# Importing Required Libraries

In [69]:
import pandas as pd
import os

# Combining all the data in a single dataframe

In [70]:
cp=os.getcwd()
data=[]
for dir , _ , fp in os.walk(cp):
    for f in fp:
        if f.endswith('.csv') and f!='product_names.csv' and f!='sales_summary.csv':
            filepath=os.path.join(dir,f)
            df=pd.read_csv(filepath)
            data.append(df)
combined_data=pd.concat(data,ignore_index=True)
combined_data.head()

Unnamed: 0,Date,Store ID,Product ID,Quantity sold
0,2001-02-04,S1,P1,53
1,2001-02-07,S1,P2,95
2,2001-02-08,S1,P3,89
3,2001-02-15,S1,P4,49
4,2001-02-20,S1,P5,130


# Dropping data of invalid dates.

In [71]:
combined_data['Date']=pd.to_datetime(combined_data['Date'],errors='coerce')

# Handling Error

In [72]:
rows_to_drop=[]
for i,r in combined_data.iterrows():
    quantity=r['Quantity sold']
    if not isinstance(quantity,list):
        quantity=[quantity]
    try:
        for q in quantity:
            if q<0:
                raise ValueError("Quantity cannot be negative.")
            elif not isinstance(q,int):
                raise TypeError("Quantity must be an integer.")
    except ValueError as e:
        print(e)
        rows_to_drop.append(i)
    except TypeError as e:
        print(e)
        rows_to_drop.append(i)
combined_data=combined_data.drop(rows_to_drop).reset_index(drop=True)
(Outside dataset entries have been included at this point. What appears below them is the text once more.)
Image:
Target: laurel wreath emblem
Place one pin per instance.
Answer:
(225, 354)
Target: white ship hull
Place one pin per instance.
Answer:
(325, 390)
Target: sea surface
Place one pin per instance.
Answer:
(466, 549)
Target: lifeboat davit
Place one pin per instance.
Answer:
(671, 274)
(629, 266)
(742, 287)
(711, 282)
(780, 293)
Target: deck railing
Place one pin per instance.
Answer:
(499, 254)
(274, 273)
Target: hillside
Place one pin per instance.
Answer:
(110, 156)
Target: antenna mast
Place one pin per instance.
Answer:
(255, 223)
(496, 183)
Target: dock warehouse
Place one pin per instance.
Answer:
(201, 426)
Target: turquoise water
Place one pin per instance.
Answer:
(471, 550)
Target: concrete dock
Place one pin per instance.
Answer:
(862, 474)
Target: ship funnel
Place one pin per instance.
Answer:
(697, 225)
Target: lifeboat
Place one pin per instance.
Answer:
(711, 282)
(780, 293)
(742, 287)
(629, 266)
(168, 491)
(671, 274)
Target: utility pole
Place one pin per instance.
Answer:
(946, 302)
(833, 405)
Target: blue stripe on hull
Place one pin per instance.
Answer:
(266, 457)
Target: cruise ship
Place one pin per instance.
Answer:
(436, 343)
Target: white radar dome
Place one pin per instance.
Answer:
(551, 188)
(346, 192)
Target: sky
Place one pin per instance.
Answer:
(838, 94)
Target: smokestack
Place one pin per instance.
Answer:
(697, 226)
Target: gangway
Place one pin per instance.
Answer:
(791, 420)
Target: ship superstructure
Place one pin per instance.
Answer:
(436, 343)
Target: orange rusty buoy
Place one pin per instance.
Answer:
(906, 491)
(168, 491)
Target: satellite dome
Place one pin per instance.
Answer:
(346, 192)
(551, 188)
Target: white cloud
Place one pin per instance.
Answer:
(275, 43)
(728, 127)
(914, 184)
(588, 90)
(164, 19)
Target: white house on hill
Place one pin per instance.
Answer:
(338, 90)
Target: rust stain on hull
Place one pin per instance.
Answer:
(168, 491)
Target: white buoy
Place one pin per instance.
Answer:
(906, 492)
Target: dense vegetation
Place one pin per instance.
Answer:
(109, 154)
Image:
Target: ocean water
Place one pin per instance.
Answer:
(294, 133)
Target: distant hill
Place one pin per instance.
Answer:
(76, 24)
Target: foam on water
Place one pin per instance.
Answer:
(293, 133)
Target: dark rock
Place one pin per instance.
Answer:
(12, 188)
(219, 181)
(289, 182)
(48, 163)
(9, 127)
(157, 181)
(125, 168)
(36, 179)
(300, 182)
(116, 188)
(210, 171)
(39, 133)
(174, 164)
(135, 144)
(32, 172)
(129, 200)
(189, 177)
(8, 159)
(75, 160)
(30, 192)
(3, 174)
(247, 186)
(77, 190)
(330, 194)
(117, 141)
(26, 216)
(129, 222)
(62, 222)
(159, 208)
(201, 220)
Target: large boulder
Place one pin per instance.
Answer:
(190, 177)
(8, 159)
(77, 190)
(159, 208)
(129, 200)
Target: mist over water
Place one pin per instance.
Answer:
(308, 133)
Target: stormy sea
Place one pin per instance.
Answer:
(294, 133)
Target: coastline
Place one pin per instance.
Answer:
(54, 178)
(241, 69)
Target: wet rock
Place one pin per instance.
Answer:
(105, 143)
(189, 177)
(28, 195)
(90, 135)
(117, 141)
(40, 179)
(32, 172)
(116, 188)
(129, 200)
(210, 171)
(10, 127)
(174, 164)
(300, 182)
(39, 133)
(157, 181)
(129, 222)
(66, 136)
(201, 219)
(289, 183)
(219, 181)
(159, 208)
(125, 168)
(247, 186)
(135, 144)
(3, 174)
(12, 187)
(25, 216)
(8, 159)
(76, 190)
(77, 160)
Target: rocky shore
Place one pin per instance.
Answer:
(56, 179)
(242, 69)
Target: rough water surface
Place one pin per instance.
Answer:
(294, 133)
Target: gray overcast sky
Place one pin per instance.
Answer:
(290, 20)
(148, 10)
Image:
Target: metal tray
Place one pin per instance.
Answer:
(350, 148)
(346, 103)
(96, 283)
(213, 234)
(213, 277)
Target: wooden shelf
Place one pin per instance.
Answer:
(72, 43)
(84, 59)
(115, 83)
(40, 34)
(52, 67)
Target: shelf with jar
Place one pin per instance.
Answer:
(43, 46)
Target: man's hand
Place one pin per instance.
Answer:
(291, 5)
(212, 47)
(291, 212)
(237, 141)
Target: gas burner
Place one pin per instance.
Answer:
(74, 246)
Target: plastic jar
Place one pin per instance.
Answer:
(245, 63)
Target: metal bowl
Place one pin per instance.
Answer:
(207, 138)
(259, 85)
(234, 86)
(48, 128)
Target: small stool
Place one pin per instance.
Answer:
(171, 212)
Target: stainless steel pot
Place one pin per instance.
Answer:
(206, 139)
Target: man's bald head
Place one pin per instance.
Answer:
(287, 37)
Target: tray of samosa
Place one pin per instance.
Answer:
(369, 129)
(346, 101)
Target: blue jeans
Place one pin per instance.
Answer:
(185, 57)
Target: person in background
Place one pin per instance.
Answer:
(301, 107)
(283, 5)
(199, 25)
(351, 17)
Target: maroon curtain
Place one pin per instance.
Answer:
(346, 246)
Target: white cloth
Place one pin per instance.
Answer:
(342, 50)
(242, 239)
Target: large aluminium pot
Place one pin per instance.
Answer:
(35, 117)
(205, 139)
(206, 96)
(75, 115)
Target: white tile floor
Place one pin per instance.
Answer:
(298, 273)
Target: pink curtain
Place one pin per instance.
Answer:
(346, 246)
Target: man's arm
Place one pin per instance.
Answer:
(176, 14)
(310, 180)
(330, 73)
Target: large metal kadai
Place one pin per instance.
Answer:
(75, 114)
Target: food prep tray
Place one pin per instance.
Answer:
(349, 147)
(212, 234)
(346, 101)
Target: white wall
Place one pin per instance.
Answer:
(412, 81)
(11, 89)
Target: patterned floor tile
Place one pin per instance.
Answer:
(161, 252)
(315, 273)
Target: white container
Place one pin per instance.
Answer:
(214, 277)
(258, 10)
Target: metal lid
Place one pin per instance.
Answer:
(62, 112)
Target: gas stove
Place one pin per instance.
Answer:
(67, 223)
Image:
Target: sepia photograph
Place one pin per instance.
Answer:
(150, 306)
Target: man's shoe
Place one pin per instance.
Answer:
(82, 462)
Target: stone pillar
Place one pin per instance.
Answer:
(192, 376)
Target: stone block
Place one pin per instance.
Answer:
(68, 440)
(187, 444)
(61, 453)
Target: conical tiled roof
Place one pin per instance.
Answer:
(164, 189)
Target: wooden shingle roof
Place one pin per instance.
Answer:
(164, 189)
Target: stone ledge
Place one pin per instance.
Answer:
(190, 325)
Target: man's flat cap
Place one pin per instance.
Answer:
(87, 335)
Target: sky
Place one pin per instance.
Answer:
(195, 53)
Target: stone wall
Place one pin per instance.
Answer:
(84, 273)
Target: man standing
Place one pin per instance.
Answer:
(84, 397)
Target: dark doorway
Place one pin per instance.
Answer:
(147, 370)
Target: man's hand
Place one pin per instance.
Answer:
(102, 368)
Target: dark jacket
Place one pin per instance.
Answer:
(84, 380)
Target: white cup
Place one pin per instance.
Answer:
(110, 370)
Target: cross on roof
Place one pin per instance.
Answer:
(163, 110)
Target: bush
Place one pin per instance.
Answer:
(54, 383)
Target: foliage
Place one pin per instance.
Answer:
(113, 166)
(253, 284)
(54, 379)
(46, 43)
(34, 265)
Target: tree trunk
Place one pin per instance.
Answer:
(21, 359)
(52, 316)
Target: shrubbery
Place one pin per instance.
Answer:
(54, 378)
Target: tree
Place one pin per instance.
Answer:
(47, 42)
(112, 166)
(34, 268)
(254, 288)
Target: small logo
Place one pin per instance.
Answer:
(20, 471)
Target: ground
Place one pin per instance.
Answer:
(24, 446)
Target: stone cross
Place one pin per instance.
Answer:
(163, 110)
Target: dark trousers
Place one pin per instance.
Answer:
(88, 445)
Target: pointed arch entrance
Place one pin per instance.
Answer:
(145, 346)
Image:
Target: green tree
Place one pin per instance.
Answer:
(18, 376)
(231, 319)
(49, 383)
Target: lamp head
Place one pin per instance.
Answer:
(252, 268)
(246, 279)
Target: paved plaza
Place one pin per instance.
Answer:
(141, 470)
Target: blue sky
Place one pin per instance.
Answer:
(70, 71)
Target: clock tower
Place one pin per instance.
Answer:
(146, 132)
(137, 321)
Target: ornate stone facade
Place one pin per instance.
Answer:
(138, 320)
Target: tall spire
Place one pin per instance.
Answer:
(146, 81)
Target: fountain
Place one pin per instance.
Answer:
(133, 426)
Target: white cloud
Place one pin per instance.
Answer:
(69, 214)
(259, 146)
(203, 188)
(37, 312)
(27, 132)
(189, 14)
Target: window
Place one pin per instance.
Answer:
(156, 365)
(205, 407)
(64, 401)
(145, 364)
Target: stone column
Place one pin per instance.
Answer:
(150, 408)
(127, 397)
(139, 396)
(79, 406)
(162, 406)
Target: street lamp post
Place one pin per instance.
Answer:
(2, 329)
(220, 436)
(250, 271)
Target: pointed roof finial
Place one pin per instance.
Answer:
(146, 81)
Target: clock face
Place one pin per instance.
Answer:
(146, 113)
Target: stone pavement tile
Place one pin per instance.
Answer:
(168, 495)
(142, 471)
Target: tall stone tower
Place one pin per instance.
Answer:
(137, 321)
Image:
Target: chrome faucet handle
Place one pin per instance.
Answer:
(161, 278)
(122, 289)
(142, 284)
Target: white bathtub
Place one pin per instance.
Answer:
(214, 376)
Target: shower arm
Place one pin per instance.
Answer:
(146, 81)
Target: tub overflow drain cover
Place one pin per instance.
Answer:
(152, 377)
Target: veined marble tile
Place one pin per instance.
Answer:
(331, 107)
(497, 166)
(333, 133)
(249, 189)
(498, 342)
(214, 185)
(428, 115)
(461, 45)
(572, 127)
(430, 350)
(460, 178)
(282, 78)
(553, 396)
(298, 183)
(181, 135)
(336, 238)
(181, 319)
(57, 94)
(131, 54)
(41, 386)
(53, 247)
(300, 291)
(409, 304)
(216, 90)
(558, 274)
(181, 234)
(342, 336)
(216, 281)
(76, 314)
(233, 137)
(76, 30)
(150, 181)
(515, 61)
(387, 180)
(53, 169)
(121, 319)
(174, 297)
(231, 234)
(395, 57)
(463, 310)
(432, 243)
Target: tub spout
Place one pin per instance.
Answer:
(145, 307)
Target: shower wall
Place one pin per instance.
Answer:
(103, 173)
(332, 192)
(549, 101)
# Calculating Total sales for each product across all stores and months

In [73]:
total=combined_data.groupby('Product ID')['Quantity sold'].sum().reset_index()
total.head()

Unnamed: 0,Product ID,Quantity sold
0,P1,3371
1,P2,3403
2,P3,3455
3,P4,3024
4,P5,3424


# Calculating top 5 best selling products in terms of sales

In [74]:
top5=total.sort_values('Quantity sold',ascending=False).head()
print("Top 5 best selling products: ")
for pid,quantity in zip(top5['Product ID'],top5['Quantity sold']):
    print(f"{pid} : {quantity}")

Top 5 best selling products: 
P3 : 3455
P5 : 3424
P2 : 3403
P1 : 3371
P4 : 3024


# Calculating the average quantity sold per month

In [75]:
combined_data['Month']=combined_data['Date'].dt.month
avg=combined_data.groupby(['Product ID','Month'])['Quantity sold'].sum().reset_index()
final_avg=avg.groupby('Product ID').agg(Average_Quantity_Sold=('Quantity sold','mean')).reset_index()

# Creating a new csv file "Sales_summary.csv"

In [76]:
pdf=pd.read_csv('product_names.csv')
m1=pd.merge(pdf,total,on='Product ID',how='inner')
m2=pd.merge(m1,final_avg,on='Product ID',how='inner')
m2.to_csv('sales_summary.csv',index=False)